Some Helpful Mottoes

Stained glass window reading fortiter, feliciter, fideliterphoto credit: Pixabay.com Translation: Strength, Happiness, Faithfulness

You know what I like about Wednesday?  That’s the day each week when the Gretchen Rubin podcast comes out.  (Don’t worry–I have quite a few podcasts I look forward to, but this one is probably the top.  I typically listen to it at least twice.) Gretchen and Liz always have something useful and thoughtful to say, clothed in lots of laughter and lighthearted banter.  So yesterday’s podcast had as one of its main points “Write your manifesto.”  In other words, figure out a few brief sentences that sum up your attitudes or goals in a certain area of your life.  They specifically mentioned marriage as one area.  Maybe I’ll work on that.

(By the way, the word “manifesto” has negative connotations because it’s associated with dangerous documents such as “The Communist Manifesto,” so you’ll notice that I’m using “motto” instead.  Plus my statements right now are pretty minuscule.  Maybe I’ll work my way up to a full-blown plan of attack at some point.)

Anyway, here are three mottoes that I’ve been trying to incorporate into my thinking and especially into my praying over the past months and years:

1.  “Prepare to be amazed.”  I believe I mentioned this one in my book, so it’s several years old.  It’s a paraphrase of Habakkuk 1:5:  “Look at the nations and watch–and be utterly amazed. For I am going to do something in your days that you would not believe, even if you were told.” (NIV)  I frequently say in my prayers that I am expecting this in my own life; I am prepared to see God at work in ways I could never have imagined.

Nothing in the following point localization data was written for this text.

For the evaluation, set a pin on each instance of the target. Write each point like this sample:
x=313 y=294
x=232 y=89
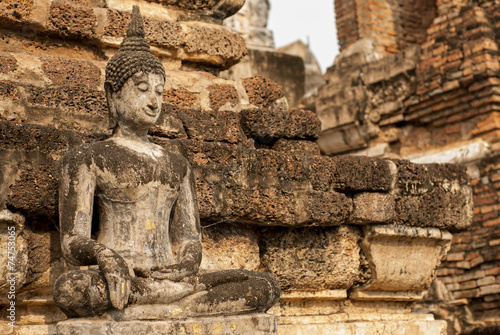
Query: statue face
x=138 y=104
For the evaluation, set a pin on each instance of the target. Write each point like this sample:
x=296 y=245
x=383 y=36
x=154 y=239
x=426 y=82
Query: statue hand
x=175 y=272
x=115 y=270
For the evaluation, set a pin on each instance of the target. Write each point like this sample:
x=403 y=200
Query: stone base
x=258 y=324
x=351 y=324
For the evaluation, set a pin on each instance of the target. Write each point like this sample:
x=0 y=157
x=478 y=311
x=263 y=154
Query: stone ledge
x=344 y=325
x=258 y=324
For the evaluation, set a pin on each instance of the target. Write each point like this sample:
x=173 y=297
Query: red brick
x=486 y=281
x=466 y=294
x=491 y=289
x=490 y=223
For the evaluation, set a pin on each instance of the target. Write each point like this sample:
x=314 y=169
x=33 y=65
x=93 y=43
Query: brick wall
x=393 y=24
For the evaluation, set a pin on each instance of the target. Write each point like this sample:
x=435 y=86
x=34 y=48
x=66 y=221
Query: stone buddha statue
x=148 y=246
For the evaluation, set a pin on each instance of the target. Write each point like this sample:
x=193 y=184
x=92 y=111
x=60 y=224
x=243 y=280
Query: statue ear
x=113 y=115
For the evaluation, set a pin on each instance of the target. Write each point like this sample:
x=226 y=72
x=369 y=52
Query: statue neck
x=130 y=134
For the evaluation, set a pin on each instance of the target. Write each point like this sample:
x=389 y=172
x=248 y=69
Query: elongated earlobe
x=113 y=115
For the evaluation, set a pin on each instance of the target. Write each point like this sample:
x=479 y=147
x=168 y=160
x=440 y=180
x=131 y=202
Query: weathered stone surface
x=437 y=194
x=215 y=41
x=342 y=173
x=373 y=208
x=14 y=255
x=14 y=11
x=74 y=21
x=416 y=179
x=73 y=107
x=175 y=99
x=221 y=95
x=285 y=74
x=362 y=324
x=7 y=63
x=296 y=147
x=342 y=139
x=442 y=208
x=401 y=259
x=222 y=126
x=262 y=91
x=241 y=184
x=312 y=259
x=8 y=90
x=163 y=34
x=168 y=126
x=116 y=24
x=230 y=246
x=273 y=123
x=251 y=23
x=258 y=324
x=30 y=167
x=70 y=72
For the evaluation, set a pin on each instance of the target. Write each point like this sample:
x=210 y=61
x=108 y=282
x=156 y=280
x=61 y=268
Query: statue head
x=134 y=79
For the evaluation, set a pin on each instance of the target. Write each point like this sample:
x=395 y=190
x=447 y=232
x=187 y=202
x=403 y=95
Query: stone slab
x=410 y=324
x=258 y=324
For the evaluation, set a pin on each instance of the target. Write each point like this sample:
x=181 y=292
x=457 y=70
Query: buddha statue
x=147 y=249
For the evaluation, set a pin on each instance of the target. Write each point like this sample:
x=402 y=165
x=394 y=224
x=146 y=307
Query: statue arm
x=185 y=233
x=76 y=199
x=186 y=224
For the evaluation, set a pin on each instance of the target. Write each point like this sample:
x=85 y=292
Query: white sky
x=291 y=20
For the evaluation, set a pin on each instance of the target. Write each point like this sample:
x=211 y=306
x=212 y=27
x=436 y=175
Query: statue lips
x=151 y=112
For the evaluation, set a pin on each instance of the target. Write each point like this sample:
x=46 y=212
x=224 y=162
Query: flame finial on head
x=133 y=56
x=135 y=26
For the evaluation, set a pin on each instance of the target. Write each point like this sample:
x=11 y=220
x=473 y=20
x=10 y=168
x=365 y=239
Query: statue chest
x=132 y=179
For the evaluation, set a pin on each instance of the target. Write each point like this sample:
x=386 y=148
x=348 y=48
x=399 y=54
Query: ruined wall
x=332 y=230
x=433 y=101
x=394 y=24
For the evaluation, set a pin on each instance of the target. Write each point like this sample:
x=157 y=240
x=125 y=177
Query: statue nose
x=153 y=104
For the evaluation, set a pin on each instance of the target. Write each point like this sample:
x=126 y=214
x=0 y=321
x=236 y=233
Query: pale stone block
x=402 y=260
x=13 y=252
x=362 y=324
x=258 y=324
x=373 y=208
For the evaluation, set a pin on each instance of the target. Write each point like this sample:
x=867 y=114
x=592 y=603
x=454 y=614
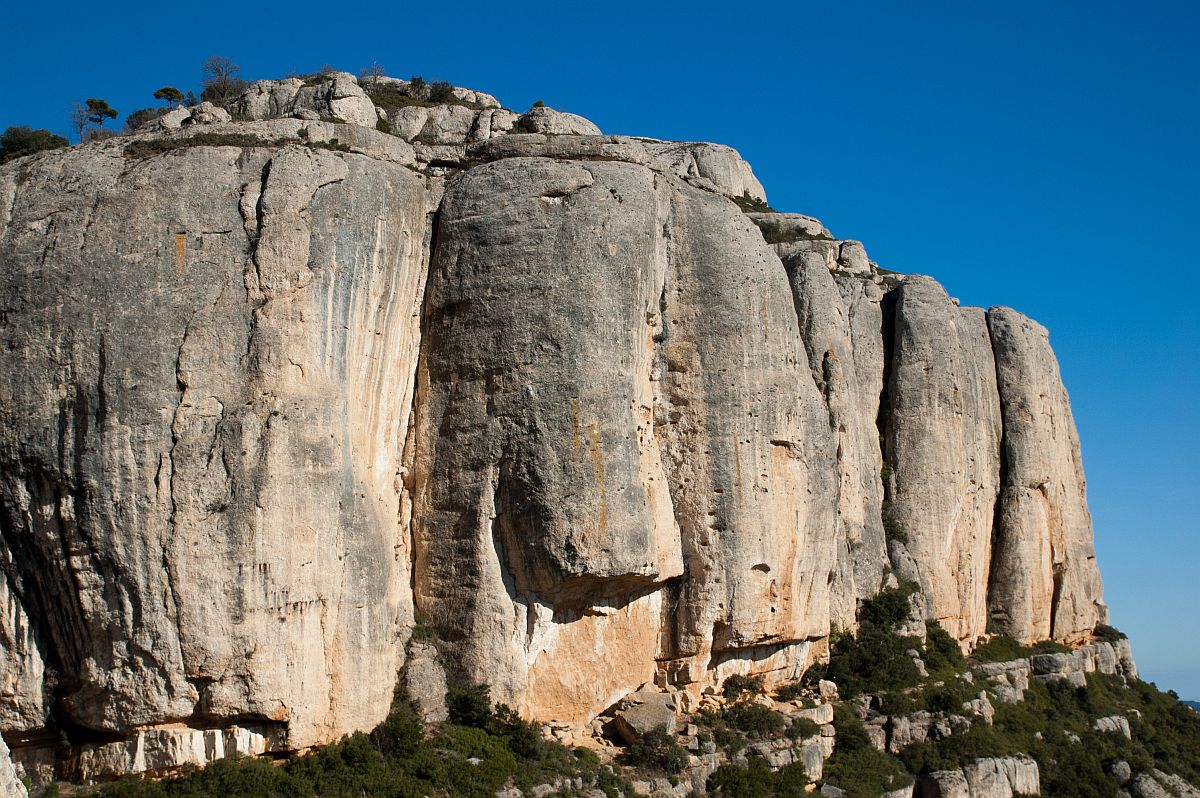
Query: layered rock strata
x=267 y=384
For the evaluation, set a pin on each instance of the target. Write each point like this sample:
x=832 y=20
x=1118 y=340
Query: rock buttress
x=208 y=363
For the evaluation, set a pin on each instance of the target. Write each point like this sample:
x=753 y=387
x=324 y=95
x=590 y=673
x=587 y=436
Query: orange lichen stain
x=598 y=467
x=576 y=442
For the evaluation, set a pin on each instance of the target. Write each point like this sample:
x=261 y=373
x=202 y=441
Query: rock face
x=1047 y=582
x=988 y=778
x=261 y=397
x=10 y=785
x=202 y=517
x=943 y=449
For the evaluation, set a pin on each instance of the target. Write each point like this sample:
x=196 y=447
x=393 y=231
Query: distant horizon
x=1042 y=159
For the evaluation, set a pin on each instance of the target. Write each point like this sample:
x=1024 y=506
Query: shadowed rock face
x=210 y=364
x=257 y=401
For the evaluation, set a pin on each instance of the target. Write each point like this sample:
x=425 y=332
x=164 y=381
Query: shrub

2.  “Enlarge my coast.”  This comes from I Chronicles 4:10 in the King James Version; in a more contemporary version it reads this way:  “Jabez prayed to the God of Israel: ‘Bless me, O bless me! Give me land, large tracts of land. And provide your personal protection—don’t let evil hurt me.’ God gave him what he asked.” (The Message)  I pray this prayer as a request to God, not as a command that He must grant.  And I’m very conscious of Jesus’ admonition against “vain repetitions.”  So I don’t buy into the whole “prayer of Jabez” phenomenon; I just want to actively enlarge my sphere of influence and blessing.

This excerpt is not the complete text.